1. Initialize Two Pointers and Tracking Variables

• Set left = 0 (start of array) and right = height.length - 1 (end of array)
• Set leftMax = 0 to track the tallest bar seen from the left
• Set rightMax = 0 to track the tallest bar seen from the right
• Set water = 0 to accumulate the total trapped water

2. Compare Heights at Both Pointers

• At each step, compare height[left] with height[right]
• Process the side with the smaller height, because the water level at that position is determined by its own side's maximum (the other side is guaranteed to be at least as tall)

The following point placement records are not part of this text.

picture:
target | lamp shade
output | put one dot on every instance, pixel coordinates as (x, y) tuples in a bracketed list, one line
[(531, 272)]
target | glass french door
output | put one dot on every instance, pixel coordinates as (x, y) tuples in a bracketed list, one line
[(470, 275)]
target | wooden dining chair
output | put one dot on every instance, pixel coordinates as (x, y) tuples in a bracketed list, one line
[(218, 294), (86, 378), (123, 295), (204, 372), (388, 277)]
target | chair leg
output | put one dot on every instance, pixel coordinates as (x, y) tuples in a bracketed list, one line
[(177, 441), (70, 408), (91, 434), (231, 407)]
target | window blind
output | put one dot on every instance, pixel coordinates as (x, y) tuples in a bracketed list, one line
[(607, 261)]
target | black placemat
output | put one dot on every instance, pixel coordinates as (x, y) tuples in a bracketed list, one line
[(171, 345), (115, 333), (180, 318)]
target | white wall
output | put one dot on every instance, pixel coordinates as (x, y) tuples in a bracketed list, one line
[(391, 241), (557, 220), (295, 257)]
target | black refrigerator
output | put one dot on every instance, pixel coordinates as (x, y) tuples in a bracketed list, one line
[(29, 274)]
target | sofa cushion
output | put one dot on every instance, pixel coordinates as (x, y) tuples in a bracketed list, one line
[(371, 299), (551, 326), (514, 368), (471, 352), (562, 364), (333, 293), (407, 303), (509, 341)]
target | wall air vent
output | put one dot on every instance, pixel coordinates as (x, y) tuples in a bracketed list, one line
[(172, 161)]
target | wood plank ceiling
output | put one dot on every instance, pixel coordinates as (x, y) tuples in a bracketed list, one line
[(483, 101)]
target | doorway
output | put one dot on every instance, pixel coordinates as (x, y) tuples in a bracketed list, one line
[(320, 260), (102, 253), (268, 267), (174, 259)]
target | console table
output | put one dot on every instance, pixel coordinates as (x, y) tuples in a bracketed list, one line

3. Process the Left Pointer

• If height[left] < height[right], process the left side
• If height[left] >= leftMax, update leftMax — this bar is a new boundary, no water is trapped here
• Otherwise, leftMax - height[left] units of water are trapped above this bar — add that to water
• Move left++

4. Process the Right Pointer

• If height[right] <= height[left], process the right side
• If height[right] >= rightMax, update rightMax — this bar is a new boundary, no water is trapped here
• Otherwise, rightMax - height[right] units of water are trapped above this bar — add that to water
• Move right--

5. Repeat Until Pointers Meet

• Continue the loop while left < right
• Each iteration processes exactly one position, giving O(n) time complexity
• Only a constant number of variables are used, giving O(1) space complexity

6. Return the Result

• After the loop, water contains the total amount of trapped rain water
• Return water

Key Insight

The water trapped at any position depends on the minimum of the tallest bar to its left and the tallest bar to its right, minus its own height. By processing from both ends inward and always choosing the smaller side, we can guarantee that the max on the opposite side is at least as large — so we only need to track the max on the side we are processing. This eliminates the need for precomputed arrays and achieves O(1) space.